In 1997, the property that includes the campus was one of a group added to the list of World Heritage Sites under the general name, "Residences of the Royal House of Savoy". Listed specifically as Castello di Pollenzo, the property covers and lies within a buffer zone of. The complex includes the Banca del Vino, and the Albergo dell'Agenzia—a hotel with a restaurant—as well as the university. A recent addition to the complex is the Corte Albertina, home to the university's Pollenzo Cookery School.
The university's administrative buildings and teaching spaces have been retrofitted to modern standards.

Housing

UNISG students live in Bra. Each furnished, two- or three-person university apartment includes private bedrooms with a shared kitchen and bathroom.

Academics

UNISG offers a three-year undergraduate program leading to a BSc in "Gastronomic Sciences and Cultures" ; a two-years Master's program, entirely taught in English, in "Food Innovation & Management", four one-year full-time Master's programs of 90 credits entirely taught in English and one full-time Master's program of 90 credits taught in Italian: "Master di Ecogastronomia in Cucina". In all courses, students study an integrated mix of humanities, biosciences, and social sciences.
In addition to coursework, students are required to attend field-study excursions throughout Europe and the world. During this process of hands-on learning, students meet Slow Food local food communities, local farmers, shepherds, fishermen, food artisans, producers, and experts, who explain the local food system, a particular product or food tradition, or a production area. The students also stay and visit these territories, observing local and traditional practices and tasting a wide range of regional food and drink.
While some courses are taught in English, students are encouraged to have a strong working knowledge of both Italian and English.
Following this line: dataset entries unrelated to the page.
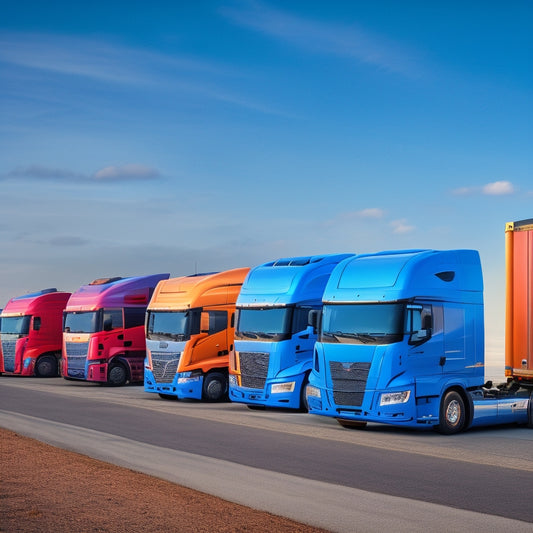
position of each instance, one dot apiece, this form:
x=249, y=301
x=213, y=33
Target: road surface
x=301, y=466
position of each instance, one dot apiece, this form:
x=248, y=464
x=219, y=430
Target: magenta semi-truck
x=103, y=330
x=30, y=334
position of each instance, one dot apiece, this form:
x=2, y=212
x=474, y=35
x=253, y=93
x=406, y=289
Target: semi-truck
x=273, y=338
x=190, y=324
x=401, y=340
x=31, y=333
x=103, y=330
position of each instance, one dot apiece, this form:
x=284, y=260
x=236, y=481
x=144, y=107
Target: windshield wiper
x=363, y=337
x=250, y=334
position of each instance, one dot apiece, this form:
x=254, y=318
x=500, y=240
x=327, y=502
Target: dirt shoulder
x=47, y=489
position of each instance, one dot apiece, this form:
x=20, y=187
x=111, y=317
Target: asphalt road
x=301, y=466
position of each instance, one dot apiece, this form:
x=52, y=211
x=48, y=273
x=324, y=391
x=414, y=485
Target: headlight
x=283, y=387
x=391, y=398
x=313, y=391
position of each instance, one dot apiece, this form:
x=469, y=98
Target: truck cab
x=190, y=326
x=401, y=339
x=274, y=339
x=103, y=330
x=30, y=334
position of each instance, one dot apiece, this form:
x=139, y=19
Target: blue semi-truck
x=401, y=341
x=273, y=339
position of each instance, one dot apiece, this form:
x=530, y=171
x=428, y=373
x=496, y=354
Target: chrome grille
x=8, y=350
x=349, y=382
x=165, y=366
x=254, y=369
x=76, y=357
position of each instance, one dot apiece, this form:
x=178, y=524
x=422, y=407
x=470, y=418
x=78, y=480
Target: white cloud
x=42, y=172
x=400, y=226
x=371, y=212
x=347, y=41
x=130, y=172
x=498, y=188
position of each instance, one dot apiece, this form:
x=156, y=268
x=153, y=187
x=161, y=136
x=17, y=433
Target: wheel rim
x=453, y=412
x=214, y=389
x=45, y=367
x=117, y=375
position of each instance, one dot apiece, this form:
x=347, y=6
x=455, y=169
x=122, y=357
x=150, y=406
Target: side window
x=420, y=323
x=112, y=319
x=134, y=316
x=218, y=321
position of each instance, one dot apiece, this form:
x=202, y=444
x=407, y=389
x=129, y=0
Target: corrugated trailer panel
x=519, y=308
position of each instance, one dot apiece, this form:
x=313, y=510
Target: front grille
x=165, y=366
x=349, y=382
x=76, y=357
x=8, y=350
x=254, y=369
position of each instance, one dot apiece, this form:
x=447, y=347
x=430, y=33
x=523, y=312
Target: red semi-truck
x=103, y=331
x=31, y=333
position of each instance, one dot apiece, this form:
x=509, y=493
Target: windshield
x=363, y=323
x=82, y=322
x=171, y=325
x=264, y=323
x=18, y=325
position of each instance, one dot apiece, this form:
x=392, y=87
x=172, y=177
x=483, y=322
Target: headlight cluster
x=391, y=398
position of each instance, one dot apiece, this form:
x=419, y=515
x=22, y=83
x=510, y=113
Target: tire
x=351, y=424
x=167, y=396
x=215, y=388
x=117, y=375
x=46, y=366
x=452, y=416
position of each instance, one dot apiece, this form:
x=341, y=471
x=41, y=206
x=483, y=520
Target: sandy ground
x=45, y=489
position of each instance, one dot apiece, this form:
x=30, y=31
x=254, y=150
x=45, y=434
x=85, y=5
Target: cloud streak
x=496, y=188
x=346, y=41
x=77, y=59
x=132, y=172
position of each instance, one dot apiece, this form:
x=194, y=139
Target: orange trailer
x=519, y=302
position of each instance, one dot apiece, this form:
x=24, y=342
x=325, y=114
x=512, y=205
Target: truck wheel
x=215, y=387
x=351, y=424
x=452, y=416
x=117, y=375
x=46, y=366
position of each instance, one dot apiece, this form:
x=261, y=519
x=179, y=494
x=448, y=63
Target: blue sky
x=142, y=137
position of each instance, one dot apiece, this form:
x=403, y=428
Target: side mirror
x=204, y=322
x=313, y=318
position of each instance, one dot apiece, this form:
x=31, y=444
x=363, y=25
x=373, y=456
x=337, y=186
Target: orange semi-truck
x=519, y=301
x=31, y=333
x=190, y=324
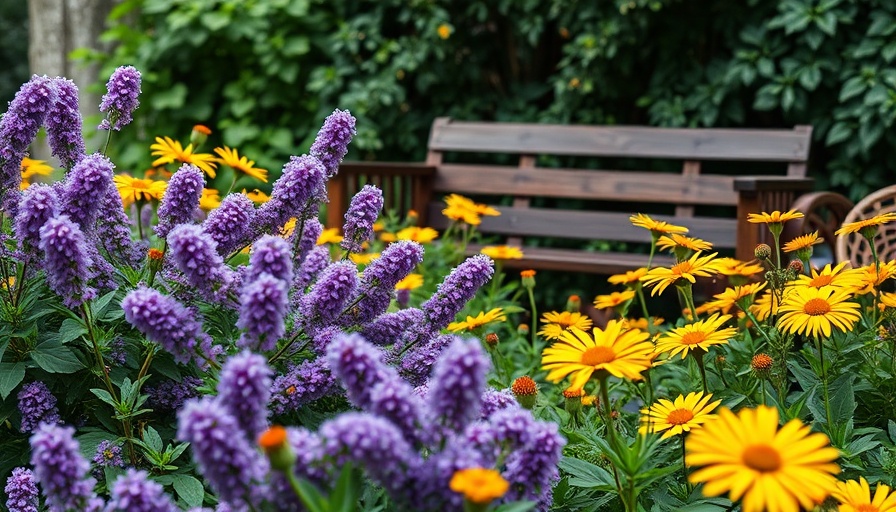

Extracurricular activities

UNISG students attend in October the biennial Terra Madre and Salone Del Gusto events in Turin. All students are encouraged to contribute and actively participate in numerous workshops and seminars on topics of interest. Ongoing participation in several food conferences and events, such as the bi-annual Slow Fish in Genova in spring, are also part of the students' extracurricular activities.